Durant remains sensitive to criticism around his decision to join the ascendant Golden State Warriors in 2016 — just months after his former team, the Oklahoma City Thunder, blew a 3-1 lead to Steph Curry and company. Fans accused Durant of ring-chasing; KD, who was making more than $26 million at the time, responded by apparently making a fake Twitter account to defend himself in arguments with random users. After he won two championships and two Finals MVPs as part of Golden State’s death lineup, Durant moved on to Brooklyn to try to win one on his own. “I’m looking forward to having some new energy, some fresh energy to play with on this team,” he said when he joined in 2019. “Especially the younger players on this team. I’m looking forward to helping them any way that I can.” Durant performed admirably but couldn’t single-handedly catapult the Nets to a title. Then he recruited Irving and James Harden to form a superteam in Brooklyn — but their first season together was a drama-filled bust thanks, in part, to Irving’s refusal to get vaccinated and Harden’s hesitation to suit up at all. And Durant is still arguing with randos online about what leadership means to him.

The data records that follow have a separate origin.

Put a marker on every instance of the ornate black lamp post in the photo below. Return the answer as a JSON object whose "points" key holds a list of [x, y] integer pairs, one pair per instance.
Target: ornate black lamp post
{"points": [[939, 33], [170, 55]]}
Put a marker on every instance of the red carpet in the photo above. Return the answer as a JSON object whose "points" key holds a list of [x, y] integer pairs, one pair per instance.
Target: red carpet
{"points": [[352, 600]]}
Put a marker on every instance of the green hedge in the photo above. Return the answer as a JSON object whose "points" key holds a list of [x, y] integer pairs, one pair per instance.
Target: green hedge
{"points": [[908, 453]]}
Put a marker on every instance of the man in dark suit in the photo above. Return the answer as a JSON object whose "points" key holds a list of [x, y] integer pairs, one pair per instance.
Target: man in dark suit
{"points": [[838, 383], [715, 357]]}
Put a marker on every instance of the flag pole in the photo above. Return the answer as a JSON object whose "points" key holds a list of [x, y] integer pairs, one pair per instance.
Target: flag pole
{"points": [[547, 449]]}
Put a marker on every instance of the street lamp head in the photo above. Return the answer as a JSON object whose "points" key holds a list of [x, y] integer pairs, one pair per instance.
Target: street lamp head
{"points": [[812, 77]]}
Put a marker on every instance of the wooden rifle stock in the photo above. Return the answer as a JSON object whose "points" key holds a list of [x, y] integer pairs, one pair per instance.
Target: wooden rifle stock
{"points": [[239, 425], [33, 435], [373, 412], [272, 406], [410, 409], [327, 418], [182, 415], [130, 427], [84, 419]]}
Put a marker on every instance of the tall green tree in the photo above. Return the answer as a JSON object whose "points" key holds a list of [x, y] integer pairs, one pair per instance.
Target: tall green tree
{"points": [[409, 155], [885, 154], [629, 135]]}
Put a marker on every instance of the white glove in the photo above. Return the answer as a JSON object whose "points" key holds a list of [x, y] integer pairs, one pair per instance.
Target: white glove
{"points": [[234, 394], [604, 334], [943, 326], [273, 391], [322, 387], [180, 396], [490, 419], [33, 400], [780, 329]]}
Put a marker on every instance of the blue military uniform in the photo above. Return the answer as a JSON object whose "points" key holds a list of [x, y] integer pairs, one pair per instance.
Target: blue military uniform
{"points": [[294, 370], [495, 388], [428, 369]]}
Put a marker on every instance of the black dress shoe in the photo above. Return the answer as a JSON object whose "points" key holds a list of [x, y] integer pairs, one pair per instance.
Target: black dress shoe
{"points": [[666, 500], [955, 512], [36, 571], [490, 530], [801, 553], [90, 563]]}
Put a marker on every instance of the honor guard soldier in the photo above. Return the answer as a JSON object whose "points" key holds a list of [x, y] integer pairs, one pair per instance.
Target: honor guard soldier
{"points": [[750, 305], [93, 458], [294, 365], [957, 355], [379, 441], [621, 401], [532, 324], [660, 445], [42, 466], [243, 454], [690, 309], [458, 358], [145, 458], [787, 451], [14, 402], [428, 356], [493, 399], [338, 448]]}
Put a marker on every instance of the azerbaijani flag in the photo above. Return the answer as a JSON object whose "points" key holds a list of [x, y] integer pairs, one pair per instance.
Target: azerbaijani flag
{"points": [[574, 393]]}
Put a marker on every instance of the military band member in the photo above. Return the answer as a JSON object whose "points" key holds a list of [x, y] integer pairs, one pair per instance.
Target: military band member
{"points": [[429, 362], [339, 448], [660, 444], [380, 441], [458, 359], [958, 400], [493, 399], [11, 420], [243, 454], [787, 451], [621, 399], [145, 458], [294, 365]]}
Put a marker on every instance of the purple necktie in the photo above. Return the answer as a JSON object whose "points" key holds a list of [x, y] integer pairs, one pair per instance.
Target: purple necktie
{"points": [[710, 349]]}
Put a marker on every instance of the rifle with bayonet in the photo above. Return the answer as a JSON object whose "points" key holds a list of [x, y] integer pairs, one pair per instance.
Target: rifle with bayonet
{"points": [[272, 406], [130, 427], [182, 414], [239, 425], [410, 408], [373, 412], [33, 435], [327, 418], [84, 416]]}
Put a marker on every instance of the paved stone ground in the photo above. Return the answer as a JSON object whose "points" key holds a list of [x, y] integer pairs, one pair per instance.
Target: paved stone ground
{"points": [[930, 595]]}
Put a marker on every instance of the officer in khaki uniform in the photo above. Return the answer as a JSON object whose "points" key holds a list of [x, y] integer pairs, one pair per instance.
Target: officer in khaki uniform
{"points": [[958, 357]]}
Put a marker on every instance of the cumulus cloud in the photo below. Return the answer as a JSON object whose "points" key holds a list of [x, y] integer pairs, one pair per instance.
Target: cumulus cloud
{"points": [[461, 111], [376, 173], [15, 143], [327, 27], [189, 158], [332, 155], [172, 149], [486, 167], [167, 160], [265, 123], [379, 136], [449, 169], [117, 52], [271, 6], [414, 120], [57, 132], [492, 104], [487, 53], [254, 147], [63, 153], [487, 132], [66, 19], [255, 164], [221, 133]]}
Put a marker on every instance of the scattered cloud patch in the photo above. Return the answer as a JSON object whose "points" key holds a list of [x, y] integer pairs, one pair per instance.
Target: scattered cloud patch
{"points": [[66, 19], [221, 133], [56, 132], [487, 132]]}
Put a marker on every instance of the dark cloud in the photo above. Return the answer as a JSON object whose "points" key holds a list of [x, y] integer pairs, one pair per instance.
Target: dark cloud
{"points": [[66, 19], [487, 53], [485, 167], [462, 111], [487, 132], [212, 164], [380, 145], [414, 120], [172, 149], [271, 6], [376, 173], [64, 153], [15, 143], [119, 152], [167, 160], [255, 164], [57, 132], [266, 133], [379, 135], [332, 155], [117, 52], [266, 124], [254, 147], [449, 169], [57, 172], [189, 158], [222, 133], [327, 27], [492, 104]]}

If Miami and Phoenix really are preferred destinations for Durant, he’s leaning into the ring-chasing criticism he has fought so hard against. Both teams feature veteran leaders who have already helped build those teams into deep-playoff contenders. Both finished in first place in the regular-season standings last year. Ending up in either destination would make Durant’s endless internet arguments considerably harder to win.